When I was growing up – or at least when I was a young graduate student in a Schankian research lab – we were all focused on understanding: what did it mean, scientifically speaking, for a person to understand something, and could that be recreated on a computer? We all sort of knew it was what we’d call nowadays an ill-posed problem, but we had a good operational definition, or at least an operational counterexample: if a computer read a story and could not answer the questions that a typical human being could answer about that story, it didn’t understand it at all.
But there are at least two ways to define a word. What I’ll call a practical definition is what a semanticist might call the denotation of a word: a narrow definition, one which you might find in a dictionary, which clearly specifies the meaning of the concept, like a bachelor being an unmarried man. What I’ll call a philosophical definition, the connotations of a word, are the vast web of meanings around the core concept, the source of the fine sense of unrightness that one gets from describing Pope Francis as a bachelor, the nuances of meaning embedded in words that Socrates spent his time pulling out of people, before they went and killed him for being annoying.
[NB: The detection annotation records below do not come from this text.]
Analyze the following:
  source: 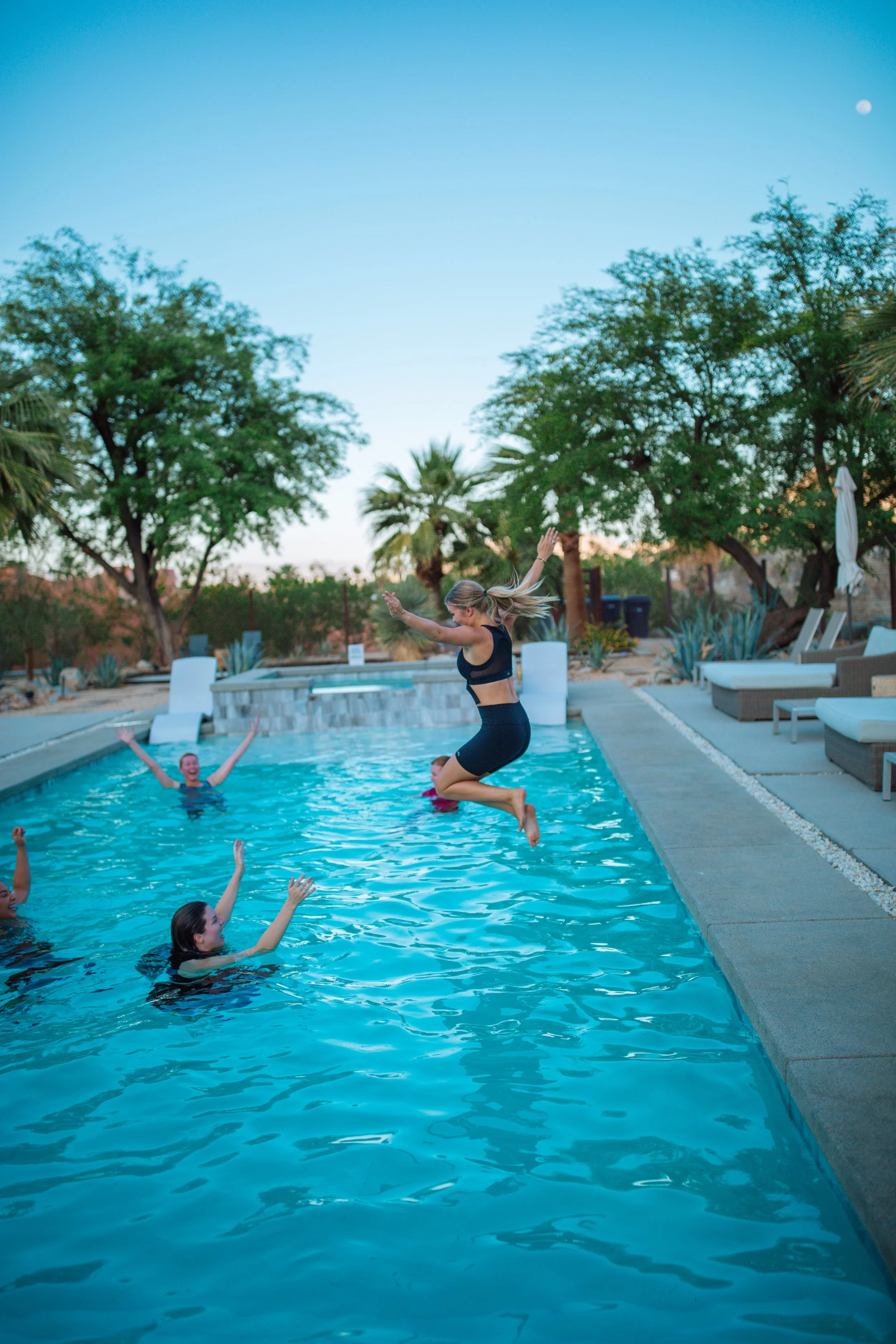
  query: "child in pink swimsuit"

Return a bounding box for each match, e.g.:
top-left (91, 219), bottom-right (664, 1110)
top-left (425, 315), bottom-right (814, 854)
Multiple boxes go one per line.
top-left (420, 757), bottom-right (459, 812)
It’s those connotations of “understanding” that made all us Schankians very leery of saying our computer programs fully “understood” anything, even as we were pursuing computer understanding as our primary research goal. I care a lot about understanding, deep understanding, because, frankly, I cannot effectively do my job of teaching robots to learn if I do not deeply understand robots, learning, computers, the machinery surrounding them, and the problem I want to solve; when I do not understand all of these things, I stumble in the dark, I make mistakes, and end up sad.
And it’s pursuing a deeper understanding about deep learning where I got a deeper insight into deep understanding. I was “deep reading” the Deep Learning book (a practice in which I read, or re-read, a book I’ve read, working out all the equations in advance before reading the derivations), in particular section 5.8.1 on Principal Components Analysis, and the authors made the same comment I’d just seen in the Hands-On Machine Learning book: “the mean of the samples must be zero prior to applying PCA.”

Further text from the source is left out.